When \(a_1\) is replaced by \(6a_1\), the new average is 400.
Recall the formula for average:
Average = \(\frac{\text{Sum of elements}}{N}\)
Original sum = \(300N\)
New sum = \(400N\)
The change in the sum is due to the replacement of \(a_1\) with \(6a_1\). Therefore:
New sum = \(300N - a_1 + 6a_1 = 300N + 5a_1\)
Equating the two expressions for the new sum:
\(300N + 5a_1 = 400N\)
\(5a_1 = 100N\)
\(a_1 = 20N\)
Since \(a_1\) must be a positive integer in a non-decreasing sequence, N must also be a positive integer. The original average implies:
\(\frac{a_1 + a_2 + \cdots + a_N}{N} = 300 \Rightarrow a_1 + a_2 + \cdots + a_N = 300N\)
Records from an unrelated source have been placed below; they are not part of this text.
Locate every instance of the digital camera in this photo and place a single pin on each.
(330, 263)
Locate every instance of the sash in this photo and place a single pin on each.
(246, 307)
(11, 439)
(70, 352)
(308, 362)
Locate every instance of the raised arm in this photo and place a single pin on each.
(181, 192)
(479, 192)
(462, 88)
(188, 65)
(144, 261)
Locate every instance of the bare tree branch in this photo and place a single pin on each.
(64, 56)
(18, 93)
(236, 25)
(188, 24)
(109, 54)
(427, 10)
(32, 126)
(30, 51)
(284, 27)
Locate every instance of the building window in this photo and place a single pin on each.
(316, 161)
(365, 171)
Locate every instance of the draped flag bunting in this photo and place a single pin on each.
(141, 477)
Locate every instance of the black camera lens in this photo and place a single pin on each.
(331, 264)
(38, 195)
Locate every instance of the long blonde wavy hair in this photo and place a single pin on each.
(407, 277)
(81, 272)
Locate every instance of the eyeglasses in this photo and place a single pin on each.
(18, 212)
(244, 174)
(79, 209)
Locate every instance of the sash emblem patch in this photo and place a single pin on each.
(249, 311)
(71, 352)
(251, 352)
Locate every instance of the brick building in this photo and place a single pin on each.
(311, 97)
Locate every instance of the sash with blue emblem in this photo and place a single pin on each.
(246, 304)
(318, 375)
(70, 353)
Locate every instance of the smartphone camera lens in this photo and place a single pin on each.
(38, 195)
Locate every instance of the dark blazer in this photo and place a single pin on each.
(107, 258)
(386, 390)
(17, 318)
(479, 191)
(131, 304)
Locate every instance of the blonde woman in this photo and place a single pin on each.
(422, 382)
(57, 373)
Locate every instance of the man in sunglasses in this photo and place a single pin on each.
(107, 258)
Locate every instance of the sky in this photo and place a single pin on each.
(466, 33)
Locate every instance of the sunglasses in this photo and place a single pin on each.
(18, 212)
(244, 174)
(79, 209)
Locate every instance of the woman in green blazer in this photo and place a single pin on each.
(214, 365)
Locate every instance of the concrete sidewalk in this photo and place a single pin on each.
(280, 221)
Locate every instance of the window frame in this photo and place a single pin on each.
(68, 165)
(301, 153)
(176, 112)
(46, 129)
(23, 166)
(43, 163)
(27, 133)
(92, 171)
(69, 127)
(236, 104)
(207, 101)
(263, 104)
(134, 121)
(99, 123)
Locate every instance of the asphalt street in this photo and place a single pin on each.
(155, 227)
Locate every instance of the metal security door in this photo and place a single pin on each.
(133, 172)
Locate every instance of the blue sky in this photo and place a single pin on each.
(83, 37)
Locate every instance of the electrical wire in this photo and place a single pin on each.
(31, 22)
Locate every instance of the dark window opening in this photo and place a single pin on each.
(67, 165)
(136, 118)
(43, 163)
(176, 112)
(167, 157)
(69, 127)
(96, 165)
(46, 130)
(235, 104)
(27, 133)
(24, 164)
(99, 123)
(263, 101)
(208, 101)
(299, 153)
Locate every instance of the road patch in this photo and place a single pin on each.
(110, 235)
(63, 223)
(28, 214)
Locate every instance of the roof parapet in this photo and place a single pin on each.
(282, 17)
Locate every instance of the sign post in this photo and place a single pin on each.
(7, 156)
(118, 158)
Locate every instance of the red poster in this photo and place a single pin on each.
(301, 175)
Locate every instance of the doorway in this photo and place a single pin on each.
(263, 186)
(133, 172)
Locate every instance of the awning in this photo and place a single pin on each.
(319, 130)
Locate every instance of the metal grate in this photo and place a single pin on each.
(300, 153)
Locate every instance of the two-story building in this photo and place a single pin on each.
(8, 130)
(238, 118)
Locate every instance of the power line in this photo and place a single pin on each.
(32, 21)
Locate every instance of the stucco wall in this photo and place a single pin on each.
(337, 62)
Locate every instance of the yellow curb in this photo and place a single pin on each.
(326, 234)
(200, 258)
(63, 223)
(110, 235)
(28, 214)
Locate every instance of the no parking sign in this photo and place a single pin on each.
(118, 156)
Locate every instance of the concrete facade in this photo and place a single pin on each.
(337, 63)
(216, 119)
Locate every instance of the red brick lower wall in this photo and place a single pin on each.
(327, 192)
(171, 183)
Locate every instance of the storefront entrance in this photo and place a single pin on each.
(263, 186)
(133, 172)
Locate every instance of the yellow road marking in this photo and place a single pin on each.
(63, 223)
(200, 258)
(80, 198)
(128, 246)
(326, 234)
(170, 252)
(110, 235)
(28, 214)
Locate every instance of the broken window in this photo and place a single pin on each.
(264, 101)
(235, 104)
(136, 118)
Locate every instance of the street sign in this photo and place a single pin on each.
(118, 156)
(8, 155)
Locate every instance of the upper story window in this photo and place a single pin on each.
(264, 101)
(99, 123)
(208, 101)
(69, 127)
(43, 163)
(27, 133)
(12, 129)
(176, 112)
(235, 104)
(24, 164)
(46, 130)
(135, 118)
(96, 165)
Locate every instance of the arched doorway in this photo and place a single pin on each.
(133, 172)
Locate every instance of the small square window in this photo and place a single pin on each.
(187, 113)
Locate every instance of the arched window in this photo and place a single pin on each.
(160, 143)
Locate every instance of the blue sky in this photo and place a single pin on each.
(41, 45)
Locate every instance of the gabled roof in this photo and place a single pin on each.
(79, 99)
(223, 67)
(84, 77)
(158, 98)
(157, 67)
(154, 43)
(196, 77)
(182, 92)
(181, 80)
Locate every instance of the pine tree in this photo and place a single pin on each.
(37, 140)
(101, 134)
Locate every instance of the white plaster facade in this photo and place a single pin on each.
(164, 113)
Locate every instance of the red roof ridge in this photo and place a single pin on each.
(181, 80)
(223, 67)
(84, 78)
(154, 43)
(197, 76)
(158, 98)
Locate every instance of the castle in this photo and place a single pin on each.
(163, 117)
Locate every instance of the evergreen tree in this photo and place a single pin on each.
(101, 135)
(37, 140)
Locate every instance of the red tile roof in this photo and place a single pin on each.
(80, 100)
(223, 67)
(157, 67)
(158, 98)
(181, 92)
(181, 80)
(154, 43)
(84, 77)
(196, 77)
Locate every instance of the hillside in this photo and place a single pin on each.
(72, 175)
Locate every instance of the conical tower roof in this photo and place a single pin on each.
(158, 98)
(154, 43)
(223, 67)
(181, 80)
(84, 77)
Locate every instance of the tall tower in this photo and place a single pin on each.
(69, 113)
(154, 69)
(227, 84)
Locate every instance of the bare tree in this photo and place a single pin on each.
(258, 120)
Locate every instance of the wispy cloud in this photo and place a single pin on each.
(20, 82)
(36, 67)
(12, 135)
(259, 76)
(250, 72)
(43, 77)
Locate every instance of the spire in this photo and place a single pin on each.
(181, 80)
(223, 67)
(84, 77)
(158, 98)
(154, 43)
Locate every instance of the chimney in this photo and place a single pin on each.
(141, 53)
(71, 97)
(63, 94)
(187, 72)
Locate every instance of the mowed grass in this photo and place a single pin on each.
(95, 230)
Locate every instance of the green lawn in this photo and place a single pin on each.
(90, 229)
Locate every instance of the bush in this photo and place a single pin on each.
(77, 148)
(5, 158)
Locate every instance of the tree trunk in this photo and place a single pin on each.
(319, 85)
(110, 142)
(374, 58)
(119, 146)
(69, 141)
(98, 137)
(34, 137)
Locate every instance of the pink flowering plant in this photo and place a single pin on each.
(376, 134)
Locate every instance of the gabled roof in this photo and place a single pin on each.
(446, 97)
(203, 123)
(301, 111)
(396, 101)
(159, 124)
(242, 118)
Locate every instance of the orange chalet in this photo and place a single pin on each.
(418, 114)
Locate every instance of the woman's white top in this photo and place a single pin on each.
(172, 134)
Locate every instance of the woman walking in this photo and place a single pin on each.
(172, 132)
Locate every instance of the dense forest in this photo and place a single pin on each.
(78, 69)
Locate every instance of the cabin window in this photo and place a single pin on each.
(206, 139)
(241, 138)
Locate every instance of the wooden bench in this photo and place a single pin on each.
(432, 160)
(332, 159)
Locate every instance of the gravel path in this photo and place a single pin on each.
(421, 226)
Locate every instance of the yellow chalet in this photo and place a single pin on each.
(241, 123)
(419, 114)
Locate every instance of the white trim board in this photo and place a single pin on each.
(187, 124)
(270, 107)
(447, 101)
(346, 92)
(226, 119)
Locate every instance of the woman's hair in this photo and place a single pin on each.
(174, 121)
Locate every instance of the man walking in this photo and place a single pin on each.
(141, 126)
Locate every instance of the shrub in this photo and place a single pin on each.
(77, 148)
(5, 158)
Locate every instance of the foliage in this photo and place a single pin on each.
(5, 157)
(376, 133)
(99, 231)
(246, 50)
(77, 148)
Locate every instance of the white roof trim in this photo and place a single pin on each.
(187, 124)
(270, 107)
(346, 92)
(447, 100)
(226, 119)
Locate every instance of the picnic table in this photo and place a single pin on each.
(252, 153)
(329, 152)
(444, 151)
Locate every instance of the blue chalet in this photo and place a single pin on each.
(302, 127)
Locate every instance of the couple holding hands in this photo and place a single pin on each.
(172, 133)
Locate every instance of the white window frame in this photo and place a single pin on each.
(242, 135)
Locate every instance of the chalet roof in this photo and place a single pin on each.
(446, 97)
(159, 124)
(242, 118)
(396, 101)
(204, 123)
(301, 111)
Substituting \(a_1 = 20N\):
\(20N \leq 300 \Rightarrow N \leq 15\)
Additionally, for a sequence to be considered non-decreasing, it must contain at least two elements, thus \(N \geq 2\).
Therefore, the possible integer values for N range from 2 to 15, inclusive. This gives 14 possible values for N.
Each value of N corresponds to a unique value of \(a_1 = 20N\): 40, 60, 80, ..., 300.
∴ The number of possible values for \(a_1\) is 14.